Maillard reaction-based conjugation of hazelnut protein isolate with sodium alginate: structural and functional insights


ATALAR İ., Sari T., Elen H., KURT A., Goztok S. P., Ozgecen A. B., ...Daha Fazla

Food Research International, cilt.221, 2025 (SCI-Expanded, Scopus)

  • Yayın Türü: Makale / Tam Makale
  • Cilt numarası: 221
  • Basım Tarihi: 2025
  • Doi Numarası: 10.1016/j.foodres.2025.117508
  • Dergi Adı: Food Research International
  • Derginin Tarandığı İndeksler: Science Citation Index Expanded (SCI-EXPANDED), Scopus, BIOSIS, Compendex, MEDLINE, DIALNET
  • Anahtar Kelimeler: Functionality, Glycation modification, Hazelnut protein isolate, Sodium alginate, Structure
  • Ankara Üniversitesi Adresli: Evet

Özet

This study aimed to enhance the techno-functional properties of hazelnut protein isolates (HPI) derived from cold-pressed meal by conjugating them with sodium alginate (SA) using a wet-heating method. Temperature, heating time, and protein ratio were evaluated as independent variables, and optimal conditions of 65 °C, 5 h, and 35 % protein content were identified by targeting maximum glycation degree, solubility, and emulsion capacity while minimizing hydroxymethylfurfural (HMF) content. Under optimal conditions, conjugation significantly improved solubility and emulsifying properties compared to native protein isolate (p < 0.05). Structural analysis revealed increases in β-sheet content, free [sbnd]SH groups, zeta potential, and surface hydrophobicity, alongside reductions in α-helix content.

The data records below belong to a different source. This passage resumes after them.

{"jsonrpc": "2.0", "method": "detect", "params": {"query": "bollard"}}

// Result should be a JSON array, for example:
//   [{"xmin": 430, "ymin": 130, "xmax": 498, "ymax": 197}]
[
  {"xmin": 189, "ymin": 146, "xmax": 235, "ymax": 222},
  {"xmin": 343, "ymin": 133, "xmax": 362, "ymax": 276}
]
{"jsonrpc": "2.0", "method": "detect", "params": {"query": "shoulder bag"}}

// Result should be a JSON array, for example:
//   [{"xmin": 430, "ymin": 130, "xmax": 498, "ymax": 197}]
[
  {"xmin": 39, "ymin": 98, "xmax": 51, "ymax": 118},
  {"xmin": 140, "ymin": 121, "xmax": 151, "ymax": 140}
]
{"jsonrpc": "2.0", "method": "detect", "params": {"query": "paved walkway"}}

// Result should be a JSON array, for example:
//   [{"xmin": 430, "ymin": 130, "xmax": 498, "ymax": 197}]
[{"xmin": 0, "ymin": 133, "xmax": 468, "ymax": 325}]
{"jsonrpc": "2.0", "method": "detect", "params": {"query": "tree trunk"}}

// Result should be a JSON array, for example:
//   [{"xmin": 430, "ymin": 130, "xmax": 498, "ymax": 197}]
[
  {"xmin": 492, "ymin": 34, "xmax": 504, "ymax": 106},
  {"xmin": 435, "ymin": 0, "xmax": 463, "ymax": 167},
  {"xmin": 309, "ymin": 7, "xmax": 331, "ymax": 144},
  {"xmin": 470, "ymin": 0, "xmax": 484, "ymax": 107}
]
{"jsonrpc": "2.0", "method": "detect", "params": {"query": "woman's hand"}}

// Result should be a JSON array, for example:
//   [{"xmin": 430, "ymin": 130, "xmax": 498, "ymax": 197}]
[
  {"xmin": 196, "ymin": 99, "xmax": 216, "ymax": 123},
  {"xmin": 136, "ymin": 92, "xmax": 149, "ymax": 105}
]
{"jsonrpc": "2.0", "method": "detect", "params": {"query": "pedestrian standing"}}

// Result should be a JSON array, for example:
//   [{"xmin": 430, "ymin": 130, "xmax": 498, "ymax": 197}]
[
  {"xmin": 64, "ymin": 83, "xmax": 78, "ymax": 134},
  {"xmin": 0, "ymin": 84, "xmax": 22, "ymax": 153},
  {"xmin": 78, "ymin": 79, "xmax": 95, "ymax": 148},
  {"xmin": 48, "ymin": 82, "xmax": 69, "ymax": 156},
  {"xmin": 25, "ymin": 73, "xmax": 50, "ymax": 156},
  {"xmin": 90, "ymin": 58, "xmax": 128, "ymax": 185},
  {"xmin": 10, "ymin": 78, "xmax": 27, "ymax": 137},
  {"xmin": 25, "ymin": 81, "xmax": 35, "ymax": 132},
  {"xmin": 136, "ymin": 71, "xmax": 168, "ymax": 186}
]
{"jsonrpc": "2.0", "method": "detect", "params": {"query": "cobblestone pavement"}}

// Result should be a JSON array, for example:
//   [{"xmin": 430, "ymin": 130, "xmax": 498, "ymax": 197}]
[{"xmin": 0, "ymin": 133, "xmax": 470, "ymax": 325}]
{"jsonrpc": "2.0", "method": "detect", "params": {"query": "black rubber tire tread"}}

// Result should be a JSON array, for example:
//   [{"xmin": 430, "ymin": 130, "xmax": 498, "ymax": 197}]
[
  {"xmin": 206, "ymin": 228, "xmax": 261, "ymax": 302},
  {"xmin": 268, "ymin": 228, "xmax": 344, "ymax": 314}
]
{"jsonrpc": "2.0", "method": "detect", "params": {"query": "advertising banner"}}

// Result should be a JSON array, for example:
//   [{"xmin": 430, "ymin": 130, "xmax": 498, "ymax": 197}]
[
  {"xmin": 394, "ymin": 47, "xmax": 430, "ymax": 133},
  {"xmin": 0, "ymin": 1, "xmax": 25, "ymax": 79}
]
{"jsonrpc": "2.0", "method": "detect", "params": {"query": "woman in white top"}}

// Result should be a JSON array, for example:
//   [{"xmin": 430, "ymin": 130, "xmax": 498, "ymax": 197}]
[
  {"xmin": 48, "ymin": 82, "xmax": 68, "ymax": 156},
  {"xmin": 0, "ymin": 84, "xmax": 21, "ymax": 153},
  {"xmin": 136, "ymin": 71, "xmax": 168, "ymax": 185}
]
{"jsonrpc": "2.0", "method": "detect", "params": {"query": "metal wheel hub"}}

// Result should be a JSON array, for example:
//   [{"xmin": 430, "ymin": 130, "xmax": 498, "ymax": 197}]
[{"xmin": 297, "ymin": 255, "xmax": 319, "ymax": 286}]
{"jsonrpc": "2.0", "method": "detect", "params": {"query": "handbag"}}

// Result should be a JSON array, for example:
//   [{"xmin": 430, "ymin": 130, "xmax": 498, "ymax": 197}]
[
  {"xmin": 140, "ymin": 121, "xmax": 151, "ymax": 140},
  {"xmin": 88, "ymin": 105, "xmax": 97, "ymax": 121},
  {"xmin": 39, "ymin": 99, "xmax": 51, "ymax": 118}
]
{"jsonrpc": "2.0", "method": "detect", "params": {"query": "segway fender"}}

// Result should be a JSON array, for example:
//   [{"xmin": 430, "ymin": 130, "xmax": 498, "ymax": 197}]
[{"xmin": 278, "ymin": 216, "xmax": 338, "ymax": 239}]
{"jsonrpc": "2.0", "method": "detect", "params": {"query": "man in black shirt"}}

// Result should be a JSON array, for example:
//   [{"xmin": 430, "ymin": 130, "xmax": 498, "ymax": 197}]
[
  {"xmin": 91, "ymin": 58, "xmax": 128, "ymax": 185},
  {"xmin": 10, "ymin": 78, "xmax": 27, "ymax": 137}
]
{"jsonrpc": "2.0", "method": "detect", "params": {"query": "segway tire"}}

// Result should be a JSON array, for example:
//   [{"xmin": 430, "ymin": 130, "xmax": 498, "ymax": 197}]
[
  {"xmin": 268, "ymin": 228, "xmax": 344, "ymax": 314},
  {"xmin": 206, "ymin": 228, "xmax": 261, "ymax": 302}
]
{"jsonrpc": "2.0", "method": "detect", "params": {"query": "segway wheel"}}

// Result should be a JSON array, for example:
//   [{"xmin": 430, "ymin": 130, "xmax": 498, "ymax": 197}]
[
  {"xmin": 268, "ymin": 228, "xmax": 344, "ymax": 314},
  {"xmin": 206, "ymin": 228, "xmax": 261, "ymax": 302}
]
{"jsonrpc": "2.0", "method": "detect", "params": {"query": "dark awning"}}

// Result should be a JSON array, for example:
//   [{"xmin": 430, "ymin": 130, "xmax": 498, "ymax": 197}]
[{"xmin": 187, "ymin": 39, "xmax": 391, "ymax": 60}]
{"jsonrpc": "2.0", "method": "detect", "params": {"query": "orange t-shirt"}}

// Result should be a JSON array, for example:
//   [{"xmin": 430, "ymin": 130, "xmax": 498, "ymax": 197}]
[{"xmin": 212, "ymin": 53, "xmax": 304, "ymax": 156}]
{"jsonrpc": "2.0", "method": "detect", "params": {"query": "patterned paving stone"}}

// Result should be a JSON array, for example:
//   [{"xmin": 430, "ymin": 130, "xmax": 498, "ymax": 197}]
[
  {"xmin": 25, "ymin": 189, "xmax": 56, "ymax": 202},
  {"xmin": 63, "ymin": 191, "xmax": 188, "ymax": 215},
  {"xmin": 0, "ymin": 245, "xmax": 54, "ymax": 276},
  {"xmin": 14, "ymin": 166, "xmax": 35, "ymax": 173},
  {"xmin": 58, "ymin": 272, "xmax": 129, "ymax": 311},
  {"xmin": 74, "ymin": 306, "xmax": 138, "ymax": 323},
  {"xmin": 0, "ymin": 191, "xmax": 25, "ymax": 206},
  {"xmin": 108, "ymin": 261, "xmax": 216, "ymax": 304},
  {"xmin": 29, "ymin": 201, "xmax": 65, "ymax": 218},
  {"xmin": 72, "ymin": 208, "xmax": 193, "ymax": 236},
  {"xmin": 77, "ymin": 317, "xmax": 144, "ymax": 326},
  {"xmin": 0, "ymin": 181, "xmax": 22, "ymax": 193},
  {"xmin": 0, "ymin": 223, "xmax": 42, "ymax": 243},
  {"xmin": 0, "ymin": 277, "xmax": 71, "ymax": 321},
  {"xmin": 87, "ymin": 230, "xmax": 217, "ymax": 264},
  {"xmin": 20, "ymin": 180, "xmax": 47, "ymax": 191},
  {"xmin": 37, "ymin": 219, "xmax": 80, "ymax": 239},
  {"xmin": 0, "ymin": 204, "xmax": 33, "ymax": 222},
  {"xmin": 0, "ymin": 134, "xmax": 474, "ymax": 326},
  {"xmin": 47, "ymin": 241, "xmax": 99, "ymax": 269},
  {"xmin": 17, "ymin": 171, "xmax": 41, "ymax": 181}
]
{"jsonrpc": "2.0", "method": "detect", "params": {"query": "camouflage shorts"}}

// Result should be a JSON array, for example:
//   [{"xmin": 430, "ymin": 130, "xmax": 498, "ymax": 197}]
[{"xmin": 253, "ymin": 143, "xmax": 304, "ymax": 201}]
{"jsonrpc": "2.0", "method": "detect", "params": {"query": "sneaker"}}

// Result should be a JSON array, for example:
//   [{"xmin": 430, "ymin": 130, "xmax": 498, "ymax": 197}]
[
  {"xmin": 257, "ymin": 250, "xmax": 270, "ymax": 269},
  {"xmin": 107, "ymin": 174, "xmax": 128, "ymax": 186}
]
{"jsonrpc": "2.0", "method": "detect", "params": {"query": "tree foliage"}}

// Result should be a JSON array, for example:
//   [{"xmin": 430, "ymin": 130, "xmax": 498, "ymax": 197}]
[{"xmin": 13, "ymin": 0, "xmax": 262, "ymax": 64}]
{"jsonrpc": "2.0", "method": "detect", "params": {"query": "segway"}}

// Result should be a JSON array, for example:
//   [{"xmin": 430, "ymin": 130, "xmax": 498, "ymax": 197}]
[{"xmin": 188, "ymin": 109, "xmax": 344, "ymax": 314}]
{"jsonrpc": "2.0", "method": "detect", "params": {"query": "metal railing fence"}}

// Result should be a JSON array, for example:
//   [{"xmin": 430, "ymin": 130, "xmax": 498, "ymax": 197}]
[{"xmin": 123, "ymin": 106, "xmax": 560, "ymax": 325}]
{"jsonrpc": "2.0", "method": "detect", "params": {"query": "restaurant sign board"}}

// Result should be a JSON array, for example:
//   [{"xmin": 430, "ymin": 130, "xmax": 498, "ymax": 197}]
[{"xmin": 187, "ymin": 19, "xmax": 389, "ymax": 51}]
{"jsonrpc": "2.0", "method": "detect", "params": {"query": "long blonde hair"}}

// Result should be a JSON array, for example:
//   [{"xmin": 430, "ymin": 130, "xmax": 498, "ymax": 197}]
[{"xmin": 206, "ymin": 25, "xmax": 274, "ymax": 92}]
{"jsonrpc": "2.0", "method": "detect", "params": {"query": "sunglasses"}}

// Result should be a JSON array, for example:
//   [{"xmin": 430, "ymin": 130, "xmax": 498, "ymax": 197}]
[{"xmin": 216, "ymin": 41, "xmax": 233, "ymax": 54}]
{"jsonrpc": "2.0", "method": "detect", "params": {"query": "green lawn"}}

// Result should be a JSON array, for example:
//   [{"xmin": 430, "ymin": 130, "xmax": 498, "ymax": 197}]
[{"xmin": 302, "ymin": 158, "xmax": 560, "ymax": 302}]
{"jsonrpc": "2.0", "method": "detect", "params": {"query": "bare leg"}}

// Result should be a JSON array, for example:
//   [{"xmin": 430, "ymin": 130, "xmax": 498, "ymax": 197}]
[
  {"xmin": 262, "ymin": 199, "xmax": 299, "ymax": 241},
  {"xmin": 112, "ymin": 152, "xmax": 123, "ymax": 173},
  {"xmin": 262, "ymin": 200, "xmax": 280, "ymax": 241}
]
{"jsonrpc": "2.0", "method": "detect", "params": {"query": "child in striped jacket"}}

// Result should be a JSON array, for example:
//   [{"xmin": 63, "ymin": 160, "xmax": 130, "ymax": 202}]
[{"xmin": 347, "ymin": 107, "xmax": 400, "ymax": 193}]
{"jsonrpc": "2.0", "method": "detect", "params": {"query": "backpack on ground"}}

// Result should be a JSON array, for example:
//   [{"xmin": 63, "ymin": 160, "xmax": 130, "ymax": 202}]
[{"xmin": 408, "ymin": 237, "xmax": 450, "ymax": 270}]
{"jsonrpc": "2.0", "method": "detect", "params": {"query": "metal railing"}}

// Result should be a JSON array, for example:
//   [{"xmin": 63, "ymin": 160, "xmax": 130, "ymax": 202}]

Rheological evaluation showed reduced viscosity and consistency coefficient in the conjugates, indicating weaker pseudoplastic behavior, while oscillatory tests confirmed an elastic structure (G′ > G″). Temperature sweep revealed a viscous-to-elastic transition of the conjugates at lower temperatures, potentially beneficial in moderate-temperature food processing. This study demonstrates that controlled glycation can effectively enhance the functionality of hazelnut protein isolates, supporting their potential application in diverse food formulations.